Empathie: Wie Kinder Mitgefühl lernen

Aktualisiert: 27. Feb 2020

Was ist Empathie?

Eine Definition von Empathie gibt es nicht, Wissenschaftler sind sich nicht einig. Man kann aber sagen, Empathie ist die Fähigkeit, zu erkennen, was in einem anderen vorgeht. Dabei hat Empathie viele Abstufungen.

Eine davon ist:

Die Perspektivübernahme: die Fähigkeit, die Sichtweisen anderer wahrzunehmen und einzuordnen.

Das Mitgefühl: empathische Gefühle für andere zu entwickeln, etwa Freude für oder Sorge um andere. Sich selbst unwohl, ängstlich oder gestresst zu fühlen, wenn andere negative Erfahrungen machen fällt unter die Kategorie Mitleid und ist ein Teil von Mitgefühl der aber nicht überhand nehmen sollte, sodass man selbst nicht fähig ist Lösungen zu finden und handlungsunfähig zu werden. Auch diese Abgrenzung kann trainiert und erlernt werden.

Die Fantasie-Empathie: die Tendenz, sich stark mit fiktionalen Charakteren zu identifizieren, etwa aus Büchern, Filmen oder beim Spielen, was bei Kindern besonders ausgeprägt ist und daher positiv genutzt werden kann.

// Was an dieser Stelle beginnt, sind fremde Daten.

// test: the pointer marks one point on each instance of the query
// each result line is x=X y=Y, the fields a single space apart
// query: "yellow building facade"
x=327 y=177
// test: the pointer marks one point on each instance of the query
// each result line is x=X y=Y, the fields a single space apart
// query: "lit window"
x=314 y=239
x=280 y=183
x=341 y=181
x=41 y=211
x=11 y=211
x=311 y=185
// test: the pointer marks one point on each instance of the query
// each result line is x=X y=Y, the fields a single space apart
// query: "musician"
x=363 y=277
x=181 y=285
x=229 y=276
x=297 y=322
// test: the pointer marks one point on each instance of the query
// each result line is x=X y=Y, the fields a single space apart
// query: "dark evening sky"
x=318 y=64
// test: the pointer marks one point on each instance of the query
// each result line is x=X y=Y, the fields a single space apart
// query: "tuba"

Warum ist Empathie wichtig?

Warum sollten Kinder die Kompetenz Mitgefühl lernen? Empathisch zu handeln, ist wichtig für viele Bereiche des täglichen Lebens: für ein soziales Miteinander, für stabile Beziehungen, zum Lösen von Konflikten für den beruflichen Erfolg für die Fähigkeit soziale Verantwortung zu übernehmen. Wenn unsere Kinder also lernen, anderen Menschen emphatisch zu begegnen, haben sie wichtiges Gepäck für die Reise durch das Leben dabei, besonders in unserer heutigen Zeit, wo die Digitalisierung so rasch voranschreitet, ist Mitgefühl und soziale Kompetenz ein wichtiges Gegenstück für die Zukunft unserer Kinder.





Wie lernt man Kindern Empathie?

... in vier einfachen Schritten:

Tipp 1: Eine emphatische Beziehung zum eigenen Kind aufbauen

Tipp 2: Empathie, Mitgefühl & Fürsorge vorleben Tipp 3: Empathie und Fürsorge priorisieren

Tipp 4: Empathie lernen – Übung macht den Meister:

Zeit miteinander verbringen:

Setzten Sie sich mit ihrem Kind zusammen sprechen Sie miteinander und über Themen die Sie und ihr Kind gerade bewegen. lassen Sie jedem Raum, sein Thema zu erzählen . Nehmen Sie dabei Ihr Kindes ernst und bestärken Sie es, den Perspektiven der anderen ebenso intensiv zuzuhören.

Konfliktlösung fördern, Empathie lernen: Es gibt Streit in der Klasse oder mit einem Freund? Sprechen Sie mit Ihrem Kind darüber, ermutigen Sie es, die Ansichten aller Beteiligten einzubeziehen und zu überlegen, was der andere wohl über den Streit fühlt.

Empathie wahrnehmen und reflektieren: Ob in Situationen mit anderen, beim Lesen eines Buches oder beim Filme schauen – sprechen Sie mit Ihrem Kind darüber, wenn jemand Empathie zeigt, oder eben, wenn er sie gerade nicht zeigt.

Über Mitgefühl diskutieren: Sprechen Sie mit Ihrem Kind darüber, wo es schwierig ist, empathisch zu sein. Soll ich eine/einen Freund/Freundin zu einem Geburtstag einladen, den ein anderer Freunde nicht leiden mag? Einer erzählt hinter dem Rücken einer Freundin etwas nicht sehr Nettes , erzähle ich ihr das nun dem Betroffenen?

Zusammenarbeit fördern: Es ist toll, etwas für andere zu tun, aber noch schöner ist es, MIT anderen ein Problem zu lösen oder etwas für die Gemeinschaft zu tun. Nicht wer der Schnellste, der Beste ist zählt, sondern dass man zusammen etwas gestaltet und Spaß dabei hat. Fördern Sie Ihr Kind dabei. Damit geben Sie ihm die positiven Erlebnisse: Wer sein Kind hier unterstützt, etwa an gemeinschaftlichen Projekten teilzunehmen, der stärkt die sozialen Kompetenzen nachhaltig.